Um Mitternacht zogen deutsche flüchtende Soldaten durch Radeberg. Dresden wurde kampflos übergeben, auch hier (in Radeberg) wurde kein Widerstand geleistet, der Volkssturm löste sich auf. Viele Radeberger Familien flüchteten ins Ungewisse. Der Ortsgruppenleiter der NSDAP und andere Parteiführer verschwanden. Gegen 1 Uhr rückten die ersten Russen am Stadtrande ein.

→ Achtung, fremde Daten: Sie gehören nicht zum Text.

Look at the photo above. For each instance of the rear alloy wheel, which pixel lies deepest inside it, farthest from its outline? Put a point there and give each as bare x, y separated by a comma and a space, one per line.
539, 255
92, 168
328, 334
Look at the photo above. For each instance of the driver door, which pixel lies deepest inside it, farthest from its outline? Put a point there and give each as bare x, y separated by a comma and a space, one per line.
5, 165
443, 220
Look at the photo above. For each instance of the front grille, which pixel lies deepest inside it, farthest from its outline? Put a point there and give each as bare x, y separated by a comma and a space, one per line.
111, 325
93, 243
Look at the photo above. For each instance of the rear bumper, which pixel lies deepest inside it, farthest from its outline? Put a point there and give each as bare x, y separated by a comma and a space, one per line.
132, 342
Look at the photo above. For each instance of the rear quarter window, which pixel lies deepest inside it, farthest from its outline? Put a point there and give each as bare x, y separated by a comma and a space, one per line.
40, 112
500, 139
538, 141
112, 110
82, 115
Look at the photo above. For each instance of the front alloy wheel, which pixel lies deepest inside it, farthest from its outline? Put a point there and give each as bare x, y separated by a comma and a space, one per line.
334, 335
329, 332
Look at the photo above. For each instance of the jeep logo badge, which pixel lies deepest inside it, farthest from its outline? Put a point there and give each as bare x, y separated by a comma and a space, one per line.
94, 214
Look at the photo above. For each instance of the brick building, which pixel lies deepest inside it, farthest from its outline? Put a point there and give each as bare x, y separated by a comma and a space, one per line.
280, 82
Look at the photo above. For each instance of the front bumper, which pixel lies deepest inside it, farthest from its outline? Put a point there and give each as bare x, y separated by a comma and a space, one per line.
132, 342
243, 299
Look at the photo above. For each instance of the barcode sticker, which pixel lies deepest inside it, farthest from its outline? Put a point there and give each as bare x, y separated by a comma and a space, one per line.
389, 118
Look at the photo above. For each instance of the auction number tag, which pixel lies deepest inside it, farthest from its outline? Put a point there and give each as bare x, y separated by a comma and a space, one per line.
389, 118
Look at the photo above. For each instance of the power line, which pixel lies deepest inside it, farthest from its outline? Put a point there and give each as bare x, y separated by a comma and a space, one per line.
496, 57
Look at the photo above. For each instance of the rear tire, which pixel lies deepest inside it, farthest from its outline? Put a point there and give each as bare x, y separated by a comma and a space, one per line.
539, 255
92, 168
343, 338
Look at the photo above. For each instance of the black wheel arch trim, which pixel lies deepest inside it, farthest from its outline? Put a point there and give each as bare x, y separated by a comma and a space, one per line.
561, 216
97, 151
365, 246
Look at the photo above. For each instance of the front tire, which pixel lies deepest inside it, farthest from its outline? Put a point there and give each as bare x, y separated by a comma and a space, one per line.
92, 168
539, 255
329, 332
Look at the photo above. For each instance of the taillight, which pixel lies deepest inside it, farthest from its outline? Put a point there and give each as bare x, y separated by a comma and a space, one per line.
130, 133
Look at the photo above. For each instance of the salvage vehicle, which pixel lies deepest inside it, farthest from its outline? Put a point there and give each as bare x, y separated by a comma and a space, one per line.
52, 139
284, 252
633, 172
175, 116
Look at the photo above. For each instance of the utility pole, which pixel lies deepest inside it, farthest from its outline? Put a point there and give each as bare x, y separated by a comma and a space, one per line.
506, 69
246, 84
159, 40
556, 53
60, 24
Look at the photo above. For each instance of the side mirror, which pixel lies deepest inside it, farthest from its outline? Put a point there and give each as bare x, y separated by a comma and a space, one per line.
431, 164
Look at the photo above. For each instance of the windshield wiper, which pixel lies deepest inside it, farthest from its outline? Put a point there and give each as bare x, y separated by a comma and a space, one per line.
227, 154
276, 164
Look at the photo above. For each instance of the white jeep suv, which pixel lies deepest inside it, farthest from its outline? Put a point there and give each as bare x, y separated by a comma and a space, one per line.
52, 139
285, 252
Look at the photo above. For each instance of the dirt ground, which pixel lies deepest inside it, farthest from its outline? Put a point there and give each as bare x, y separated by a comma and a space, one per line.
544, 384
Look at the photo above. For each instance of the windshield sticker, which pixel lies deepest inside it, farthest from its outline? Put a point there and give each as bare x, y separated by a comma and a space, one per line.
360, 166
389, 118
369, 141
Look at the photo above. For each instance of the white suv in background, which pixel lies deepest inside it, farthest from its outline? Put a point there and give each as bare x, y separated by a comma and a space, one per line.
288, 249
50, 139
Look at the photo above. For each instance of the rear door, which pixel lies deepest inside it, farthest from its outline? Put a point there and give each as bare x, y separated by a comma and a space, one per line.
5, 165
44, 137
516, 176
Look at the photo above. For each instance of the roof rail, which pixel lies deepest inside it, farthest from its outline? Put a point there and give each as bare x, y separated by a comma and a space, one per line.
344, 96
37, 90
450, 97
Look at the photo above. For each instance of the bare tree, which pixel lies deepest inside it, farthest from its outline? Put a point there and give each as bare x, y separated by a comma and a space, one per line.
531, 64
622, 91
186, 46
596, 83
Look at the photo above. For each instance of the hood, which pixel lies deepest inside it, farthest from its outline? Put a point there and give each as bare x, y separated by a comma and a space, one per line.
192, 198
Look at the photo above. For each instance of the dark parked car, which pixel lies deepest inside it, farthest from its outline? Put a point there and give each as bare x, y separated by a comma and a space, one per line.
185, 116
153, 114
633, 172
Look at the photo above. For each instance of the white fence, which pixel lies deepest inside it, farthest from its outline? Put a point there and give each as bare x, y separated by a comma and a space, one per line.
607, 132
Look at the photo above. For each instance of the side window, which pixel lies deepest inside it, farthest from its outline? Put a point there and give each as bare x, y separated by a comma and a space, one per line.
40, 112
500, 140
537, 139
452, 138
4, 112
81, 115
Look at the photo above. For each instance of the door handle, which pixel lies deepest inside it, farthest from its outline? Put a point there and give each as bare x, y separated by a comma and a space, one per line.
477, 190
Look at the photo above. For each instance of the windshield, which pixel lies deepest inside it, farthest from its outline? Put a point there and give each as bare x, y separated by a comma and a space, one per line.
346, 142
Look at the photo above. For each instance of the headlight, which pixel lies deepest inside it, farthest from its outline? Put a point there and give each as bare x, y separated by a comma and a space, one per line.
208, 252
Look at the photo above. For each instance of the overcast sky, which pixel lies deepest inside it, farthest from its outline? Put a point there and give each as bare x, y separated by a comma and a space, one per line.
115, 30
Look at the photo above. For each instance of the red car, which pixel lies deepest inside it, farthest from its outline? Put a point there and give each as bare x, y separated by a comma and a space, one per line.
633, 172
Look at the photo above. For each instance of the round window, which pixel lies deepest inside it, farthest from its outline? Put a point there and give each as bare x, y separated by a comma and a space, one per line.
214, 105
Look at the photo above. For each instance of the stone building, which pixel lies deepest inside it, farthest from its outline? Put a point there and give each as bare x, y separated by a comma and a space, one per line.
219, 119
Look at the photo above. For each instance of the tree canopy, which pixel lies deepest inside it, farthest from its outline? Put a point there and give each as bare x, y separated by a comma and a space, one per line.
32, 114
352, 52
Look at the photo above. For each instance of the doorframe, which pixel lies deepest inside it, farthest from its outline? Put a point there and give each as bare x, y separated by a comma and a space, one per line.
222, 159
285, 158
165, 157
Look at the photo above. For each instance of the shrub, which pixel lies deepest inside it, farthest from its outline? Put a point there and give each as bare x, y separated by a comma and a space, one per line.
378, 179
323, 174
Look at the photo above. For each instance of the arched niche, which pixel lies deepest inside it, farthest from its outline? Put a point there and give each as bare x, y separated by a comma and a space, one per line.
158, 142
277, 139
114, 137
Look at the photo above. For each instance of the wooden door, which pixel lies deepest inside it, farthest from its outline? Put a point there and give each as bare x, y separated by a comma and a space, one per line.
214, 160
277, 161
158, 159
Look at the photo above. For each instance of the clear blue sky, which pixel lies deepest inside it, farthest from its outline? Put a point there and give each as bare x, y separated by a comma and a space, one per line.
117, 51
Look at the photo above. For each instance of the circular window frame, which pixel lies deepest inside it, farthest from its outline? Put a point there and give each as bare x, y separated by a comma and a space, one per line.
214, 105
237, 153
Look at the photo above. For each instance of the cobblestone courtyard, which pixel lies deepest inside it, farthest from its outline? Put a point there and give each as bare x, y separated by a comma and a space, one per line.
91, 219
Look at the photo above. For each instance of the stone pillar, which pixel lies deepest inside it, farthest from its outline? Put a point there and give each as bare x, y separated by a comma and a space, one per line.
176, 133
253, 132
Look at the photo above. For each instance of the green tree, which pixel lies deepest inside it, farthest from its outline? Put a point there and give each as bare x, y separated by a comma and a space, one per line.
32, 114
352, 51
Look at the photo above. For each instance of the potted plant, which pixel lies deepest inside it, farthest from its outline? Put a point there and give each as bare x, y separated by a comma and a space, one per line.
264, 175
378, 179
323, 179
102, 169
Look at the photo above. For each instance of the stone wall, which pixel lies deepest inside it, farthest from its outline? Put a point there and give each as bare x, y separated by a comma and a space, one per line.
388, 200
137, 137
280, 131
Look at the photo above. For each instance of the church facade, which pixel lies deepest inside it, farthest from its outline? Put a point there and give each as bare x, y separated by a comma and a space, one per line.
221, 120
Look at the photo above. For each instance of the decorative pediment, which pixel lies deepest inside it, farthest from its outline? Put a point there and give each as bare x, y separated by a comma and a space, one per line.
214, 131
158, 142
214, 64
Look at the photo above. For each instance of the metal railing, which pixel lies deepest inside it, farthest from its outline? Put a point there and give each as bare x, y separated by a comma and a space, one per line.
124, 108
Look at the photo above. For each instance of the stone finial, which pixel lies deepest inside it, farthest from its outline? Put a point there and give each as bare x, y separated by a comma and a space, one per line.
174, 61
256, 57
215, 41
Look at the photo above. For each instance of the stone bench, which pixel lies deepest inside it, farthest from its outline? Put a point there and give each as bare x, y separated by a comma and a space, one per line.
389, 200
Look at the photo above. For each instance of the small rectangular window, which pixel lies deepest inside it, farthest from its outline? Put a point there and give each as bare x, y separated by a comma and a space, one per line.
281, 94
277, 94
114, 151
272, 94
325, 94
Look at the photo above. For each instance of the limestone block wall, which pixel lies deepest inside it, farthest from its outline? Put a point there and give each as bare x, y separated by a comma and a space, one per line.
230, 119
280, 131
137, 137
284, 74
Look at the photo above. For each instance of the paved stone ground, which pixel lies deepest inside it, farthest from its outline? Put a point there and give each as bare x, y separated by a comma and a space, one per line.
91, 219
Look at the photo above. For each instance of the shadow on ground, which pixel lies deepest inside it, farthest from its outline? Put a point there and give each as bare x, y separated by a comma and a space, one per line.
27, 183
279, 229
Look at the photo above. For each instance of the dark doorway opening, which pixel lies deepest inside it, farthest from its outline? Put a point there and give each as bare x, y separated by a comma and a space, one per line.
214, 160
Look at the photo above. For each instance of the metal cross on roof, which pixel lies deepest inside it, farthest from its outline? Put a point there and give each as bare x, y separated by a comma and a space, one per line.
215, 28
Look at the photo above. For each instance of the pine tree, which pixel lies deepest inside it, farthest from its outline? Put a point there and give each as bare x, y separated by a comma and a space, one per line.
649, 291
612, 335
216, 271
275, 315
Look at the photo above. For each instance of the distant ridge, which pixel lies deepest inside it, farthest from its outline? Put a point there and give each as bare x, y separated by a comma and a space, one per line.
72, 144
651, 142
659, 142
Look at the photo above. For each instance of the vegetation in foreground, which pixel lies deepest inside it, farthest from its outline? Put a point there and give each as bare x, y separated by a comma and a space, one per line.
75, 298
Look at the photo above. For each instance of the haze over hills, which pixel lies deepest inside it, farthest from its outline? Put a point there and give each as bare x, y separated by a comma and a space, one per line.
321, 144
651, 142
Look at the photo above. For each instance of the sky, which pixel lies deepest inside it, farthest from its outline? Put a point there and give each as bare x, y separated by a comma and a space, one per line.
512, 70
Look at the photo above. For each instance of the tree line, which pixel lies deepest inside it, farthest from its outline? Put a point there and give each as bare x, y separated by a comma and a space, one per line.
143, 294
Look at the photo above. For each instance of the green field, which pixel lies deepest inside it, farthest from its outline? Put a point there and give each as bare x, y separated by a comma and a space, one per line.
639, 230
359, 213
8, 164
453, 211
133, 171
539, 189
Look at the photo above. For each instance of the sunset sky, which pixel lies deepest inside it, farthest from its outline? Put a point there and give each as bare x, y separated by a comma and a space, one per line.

Am Morgen des 8. Mai durchziehen Teile der Roten Armee Radeberg, zunächst in Ruhe und Ordnung. Nach anfänglichem Zögern wagte sich die Bevölkerung auf die Straße, um einzukaufen. Russische und polnische Arbeiter, z.T. bewaffnet, durchstreifen die Stadt und es kommt zu manchen Ausschreitungen. Vergewaltigungen, Plünderungen, Läden werden zertrümmert und völlig ausgeraubt. Das dauert einige Wochen, und die Bevölkerung hat viel zu leiden.
Ein russischer Stadtkommandant mit seinem Stab zieht ins Rathaus ein. Zum Bürgermeister von Radeberg wird Wächtler, zu seinem Stellvertreter Wehner ernannt; später übernimmt Fabian das Wirtschaftsamt, Paul Brückner die Regelung der Ernährungsfragen. Am 27. Juni wird Lukas, zuletzt bei der Girokasse, Bürgermeister. Wächtler übernimmt das Parteisekretariat. Ein Sicherheitsdienst aus Radeberger Einwohnern bemüht sich um Ordnung, bis wieder eine Polizei in Kraft tritt.
Die Radeberger Zeitung kann seit dem 8. Mai nicht mehr erscheinen. Die Einwohner mussten sämtliche Radios abliefern, auf den Straßen wurden Lautsprecher angebracht, die Musik und Nachrichten verbreiten, aber eine Zeitung nicht ersetzen können. Post und Eisenbahn funktionieren nicht, da alle Brücken durch Deutsche gesprengt worden sind. – Von Herrn Waldemar Hordler, der zuletzt als Hauptmann in Glaucha war, fehlt ebenso wie von Schriftleiter (der Radeberger Zeitung) Zenker und vielen anderen jede Nachricht.
Damit endet die Chronik. Die weiteren Seiten des Buches bleiben unbeschrieben.